All science fiction can be divided into genre versus non-genre. I know in this day and age that sounds a bit like a marketing category rather than a solid demarcation, but it really does make a difference in the type of science fiction being read. Genre science fiction is the offspring of Hugo Gernsback who isolated sf into magazines devoted to it during a time when all the pulp fiction magazines were fragmenting and genre-type fiction was either finding its own special niche or dying out. Gernsback’s definition of science fiction was a rather restrictive one, a restriction shown by the name itself which was coined by Gernsback, but it served the purpose of allowing true fans of science fiction, both readers and writers, to devote themselves to it divorced from outside influences. This concentration of efforts enabled science fiction writers to examine its ideas far beyond what could possibly be done in a more-scattered mainstream, as well as to explore those ideas in considerably more depth. Even though there were several dozen sf magazines being published at various times between 1927 and the present, most serious writers of the genre were familiar with virtually everything being done, certainly with everything important being done, so that writers regularly took an idea introduced by somebody else and expounded on it considerably. This feedback loop gave genre sf a wealth of well-developed ideas, many of which might be stunning to an outsider approaching the genre for the first time.

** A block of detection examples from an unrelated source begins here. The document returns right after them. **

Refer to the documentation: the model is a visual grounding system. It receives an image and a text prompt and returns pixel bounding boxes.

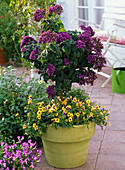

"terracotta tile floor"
[9,67,125,170]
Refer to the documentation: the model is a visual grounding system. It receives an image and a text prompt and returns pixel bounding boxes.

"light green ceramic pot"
[42,123,95,168]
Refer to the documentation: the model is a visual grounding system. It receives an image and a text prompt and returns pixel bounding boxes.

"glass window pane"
[95,9,104,24]
[79,0,88,6]
[79,9,88,26]
[96,0,104,6]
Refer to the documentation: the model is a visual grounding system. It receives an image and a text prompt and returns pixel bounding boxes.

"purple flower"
[78,70,97,86]
[29,51,36,60]
[29,49,39,60]
[1,141,4,146]
[46,85,55,98]
[22,48,27,52]
[75,40,86,48]
[49,6,55,15]
[64,58,69,66]
[20,36,37,48]
[38,30,58,44]
[33,9,45,22]
[46,63,56,76]
[56,32,71,43]
[49,4,63,15]
[80,25,95,36]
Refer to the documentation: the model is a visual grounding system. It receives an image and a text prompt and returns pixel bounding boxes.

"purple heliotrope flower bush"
[0,136,42,170]
[21,4,106,98]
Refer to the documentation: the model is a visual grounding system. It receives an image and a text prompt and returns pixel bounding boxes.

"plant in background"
[23,92,110,136]
[0,136,42,170]
[20,4,105,99]
[0,66,48,143]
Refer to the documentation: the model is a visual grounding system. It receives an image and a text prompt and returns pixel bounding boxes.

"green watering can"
[112,59,125,94]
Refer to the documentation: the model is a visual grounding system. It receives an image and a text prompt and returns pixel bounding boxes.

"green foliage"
[0,66,48,145]
[23,89,109,137]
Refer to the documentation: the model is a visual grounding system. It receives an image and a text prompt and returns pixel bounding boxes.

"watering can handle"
[116,70,120,86]
[112,59,125,68]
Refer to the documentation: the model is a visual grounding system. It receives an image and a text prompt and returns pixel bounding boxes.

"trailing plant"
[0,66,48,142]
[20,4,106,99]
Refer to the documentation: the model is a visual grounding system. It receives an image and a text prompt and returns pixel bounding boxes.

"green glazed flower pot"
[42,123,95,168]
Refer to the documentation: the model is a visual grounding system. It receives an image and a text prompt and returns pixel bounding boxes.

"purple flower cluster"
[75,40,86,48]
[33,9,45,22]
[56,32,71,43]
[29,49,39,60]
[20,36,37,48]
[78,70,97,86]
[46,85,55,98]
[49,4,63,15]
[38,30,58,44]
[80,25,95,36]
[0,136,42,170]
[64,58,69,66]
[46,63,56,76]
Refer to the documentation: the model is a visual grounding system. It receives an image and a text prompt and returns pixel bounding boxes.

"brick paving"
[13,67,125,170]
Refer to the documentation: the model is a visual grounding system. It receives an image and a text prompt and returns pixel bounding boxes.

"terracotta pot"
[0,49,9,65]
[42,123,95,168]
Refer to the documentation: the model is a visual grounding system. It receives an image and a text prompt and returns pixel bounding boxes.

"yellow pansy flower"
[86,99,91,104]
[68,117,72,122]
[55,118,60,123]
[66,105,72,110]
[73,97,77,102]
[37,115,41,119]
[15,113,19,117]
[29,95,32,99]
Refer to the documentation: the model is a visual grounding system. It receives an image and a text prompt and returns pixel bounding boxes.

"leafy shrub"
[0,66,48,142]
[0,136,42,170]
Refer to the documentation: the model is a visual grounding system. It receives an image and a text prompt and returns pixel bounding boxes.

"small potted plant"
[20,5,109,168]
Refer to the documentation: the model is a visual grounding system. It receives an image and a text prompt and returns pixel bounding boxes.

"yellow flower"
[107,110,110,113]
[49,107,54,113]
[62,99,68,105]
[38,107,44,112]
[33,123,38,130]
[23,124,26,129]
[37,110,42,115]
[69,96,72,100]
[28,99,32,104]
[38,80,43,84]
[66,105,72,110]
[67,112,71,117]
[55,118,60,123]
[90,112,93,117]
[82,106,85,110]
[91,106,95,112]
[75,113,80,117]
[108,122,111,126]
[29,95,32,99]
[73,97,77,102]
[96,105,100,109]
[105,116,107,120]
[62,107,66,112]
[15,113,19,117]
[37,115,41,119]
[86,99,91,104]
[68,117,72,122]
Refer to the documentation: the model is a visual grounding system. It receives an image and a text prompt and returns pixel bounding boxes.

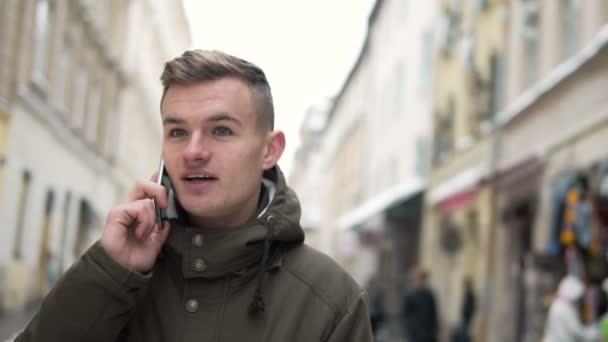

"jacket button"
[186,299,198,313]
[266,215,277,228]
[192,259,207,272]
[192,234,205,247]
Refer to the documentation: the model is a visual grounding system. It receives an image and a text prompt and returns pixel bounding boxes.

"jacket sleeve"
[327,291,374,342]
[15,242,150,342]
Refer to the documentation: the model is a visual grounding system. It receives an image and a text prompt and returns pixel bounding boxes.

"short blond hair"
[160,49,274,130]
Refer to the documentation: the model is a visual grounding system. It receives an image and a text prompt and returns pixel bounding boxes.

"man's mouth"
[184,174,217,183]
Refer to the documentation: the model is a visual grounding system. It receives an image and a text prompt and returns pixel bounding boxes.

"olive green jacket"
[16,168,372,342]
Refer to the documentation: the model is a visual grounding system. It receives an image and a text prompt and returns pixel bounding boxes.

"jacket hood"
[165,166,304,278]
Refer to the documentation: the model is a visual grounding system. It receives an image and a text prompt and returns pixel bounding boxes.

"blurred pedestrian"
[16,50,372,342]
[367,276,386,337]
[600,278,608,341]
[543,275,600,342]
[452,277,476,342]
[401,269,439,342]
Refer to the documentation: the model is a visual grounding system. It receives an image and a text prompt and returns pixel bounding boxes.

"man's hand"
[101,175,171,273]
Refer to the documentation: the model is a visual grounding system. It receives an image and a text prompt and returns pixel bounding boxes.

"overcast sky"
[184,0,373,172]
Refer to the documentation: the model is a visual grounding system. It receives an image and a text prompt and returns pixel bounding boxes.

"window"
[32,0,51,86]
[522,2,540,86]
[72,63,89,130]
[560,0,580,59]
[420,31,433,92]
[433,98,456,165]
[416,137,428,178]
[13,171,32,260]
[55,37,72,113]
[490,54,504,118]
[85,82,101,146]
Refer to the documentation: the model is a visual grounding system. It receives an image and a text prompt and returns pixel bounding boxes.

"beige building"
[421,0,508,336]
[487,0,608,341]
[0,0,190,310]
[290,0,436,332]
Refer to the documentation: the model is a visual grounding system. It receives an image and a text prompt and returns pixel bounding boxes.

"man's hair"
[160,49,274,130]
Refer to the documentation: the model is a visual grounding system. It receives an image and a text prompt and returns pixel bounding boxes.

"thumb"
[150,221,171,249]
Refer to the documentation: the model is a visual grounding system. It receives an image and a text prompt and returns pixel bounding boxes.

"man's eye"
[213,127,232,137]
[169,128,186,138]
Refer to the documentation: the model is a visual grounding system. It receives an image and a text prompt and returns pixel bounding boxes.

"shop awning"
[429,166,488,205]
[338,178,426,230]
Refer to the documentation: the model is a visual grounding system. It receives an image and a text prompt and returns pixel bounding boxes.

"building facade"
[0,0,189,311]
[290,0,436,336]
[487,0,608,341]
[421,0,508,336]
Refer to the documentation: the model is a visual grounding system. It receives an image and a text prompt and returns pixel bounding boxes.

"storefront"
[338,179,425,329]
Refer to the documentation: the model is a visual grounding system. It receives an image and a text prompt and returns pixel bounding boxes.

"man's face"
[161,77,284,226]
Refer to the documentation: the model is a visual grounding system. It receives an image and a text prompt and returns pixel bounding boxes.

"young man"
[402,268,439,342]
[16,50,372,342]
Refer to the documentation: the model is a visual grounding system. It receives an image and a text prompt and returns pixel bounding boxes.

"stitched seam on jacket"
[283,267,338,316]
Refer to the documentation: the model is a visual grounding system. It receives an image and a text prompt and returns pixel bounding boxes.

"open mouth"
[184,175,217,183]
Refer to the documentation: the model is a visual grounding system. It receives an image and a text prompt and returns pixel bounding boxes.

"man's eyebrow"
[163,116,186,126]
[207,113,243,126]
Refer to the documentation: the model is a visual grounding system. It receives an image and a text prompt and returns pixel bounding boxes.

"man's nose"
[184,133,211,161]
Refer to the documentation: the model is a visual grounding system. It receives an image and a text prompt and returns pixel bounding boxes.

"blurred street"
[0,0,608,342]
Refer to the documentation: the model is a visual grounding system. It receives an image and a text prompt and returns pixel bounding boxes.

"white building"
[294,0,436,328]
[0,0,190,310]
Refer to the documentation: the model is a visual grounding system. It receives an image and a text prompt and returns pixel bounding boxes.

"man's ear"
[263,131,285,170]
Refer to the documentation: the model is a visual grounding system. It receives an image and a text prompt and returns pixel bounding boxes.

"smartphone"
[154,157,174,229]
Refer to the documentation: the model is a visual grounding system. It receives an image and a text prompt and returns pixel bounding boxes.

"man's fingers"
[129,181,169,208]
[150,221,171,248]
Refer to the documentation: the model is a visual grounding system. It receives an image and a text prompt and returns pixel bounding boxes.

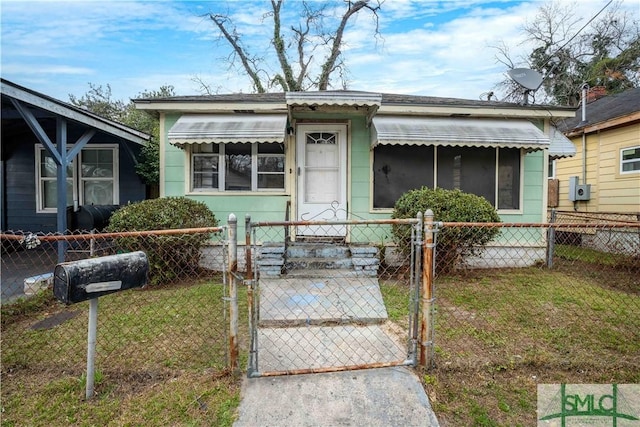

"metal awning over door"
[371,116,550,151]
[168,114,287,146]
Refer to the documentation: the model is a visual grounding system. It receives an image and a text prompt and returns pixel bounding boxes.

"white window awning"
[168,114,287,147]
[371,116,550,150]
[549,127,576,159]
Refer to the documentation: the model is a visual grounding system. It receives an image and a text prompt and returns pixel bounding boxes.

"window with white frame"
[547,159,556,179]
[36,144,118,212]
[620,146,640,173]
[191,143,285,192]
[373,145,522,210]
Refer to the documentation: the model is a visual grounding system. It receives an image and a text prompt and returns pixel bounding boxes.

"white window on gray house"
[191,143,285,192]
[620,146,640,173]
[374,145,522,210]
[36,145,118,213]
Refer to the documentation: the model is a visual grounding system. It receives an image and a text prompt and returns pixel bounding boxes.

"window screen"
[373,145,433,208]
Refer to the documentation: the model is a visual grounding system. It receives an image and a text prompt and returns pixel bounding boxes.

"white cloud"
[1,0,638,99]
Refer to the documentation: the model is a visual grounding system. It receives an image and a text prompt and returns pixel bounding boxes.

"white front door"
[296,124,347,236]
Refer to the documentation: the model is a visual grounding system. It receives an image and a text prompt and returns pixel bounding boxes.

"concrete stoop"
[234,258,438,427]
[256,242,380,277]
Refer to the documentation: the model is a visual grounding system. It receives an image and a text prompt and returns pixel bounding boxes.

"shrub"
[392,187,501,273]
[106,197,218,285]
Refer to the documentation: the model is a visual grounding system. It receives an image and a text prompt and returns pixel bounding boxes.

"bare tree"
[205,0,384,93]
[494,1,640,106]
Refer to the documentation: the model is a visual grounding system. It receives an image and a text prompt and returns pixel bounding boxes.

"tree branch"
[209,14,266,93]
[318,0,380,90]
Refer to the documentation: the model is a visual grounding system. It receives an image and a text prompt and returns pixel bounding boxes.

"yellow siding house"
[549,88,640,214]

This might be one of the factors why science fiction which appeals to “outsiders” or the “mass public” tends to be old-fashioned to genre insiders–think Star Trek or Star Wars here–since its ideas are somewhat simpler and more easily accessible. But to a devoted insider, science fiction to some extent is ideas. Thus it is not surprising that even the finest examples of non-genre sf often appears weak in ideas or examining aspects of ideas which have been done decades ago and probably numerous times in genre sf. Look at two relatively recent examples of non-genre sf: Bakis’ Lives of the Monster Dogs and Russell’s Sparrow. Both examine fairly standard genre ideas, one going back pre-genre to the seminal Frankenstein and the other at least as far as James Blish’s groundbreaking A Case of Conscience. Both received some resistance from lifelong insiders because they offer absolutely nothing new in the way of ideas but instead are purely literary examinations similar to what has been done in-genre decades ago. This is certainly not unprecedented, even in-genre, as writers continually examine traditional genre ideas with new foci. The main difference is that genre writers tend to explore more deeply ideas related to their topic that have floated through the genre for decades while non-genre writers show an obvious ignorance of them. Thus their works often demonstrate a naivite with regards to a topics that to a genre insider seems simplistic or even condescending. This seeming condescension along with its dearth of new, exciting ideas makes it unsurprising that some insiders reject non-genre sf as reflexively as some mainstream writers reject genre sf because their own primary image of sf comes from non-genre filmmakers warping and dumbing-down of the finest genre works.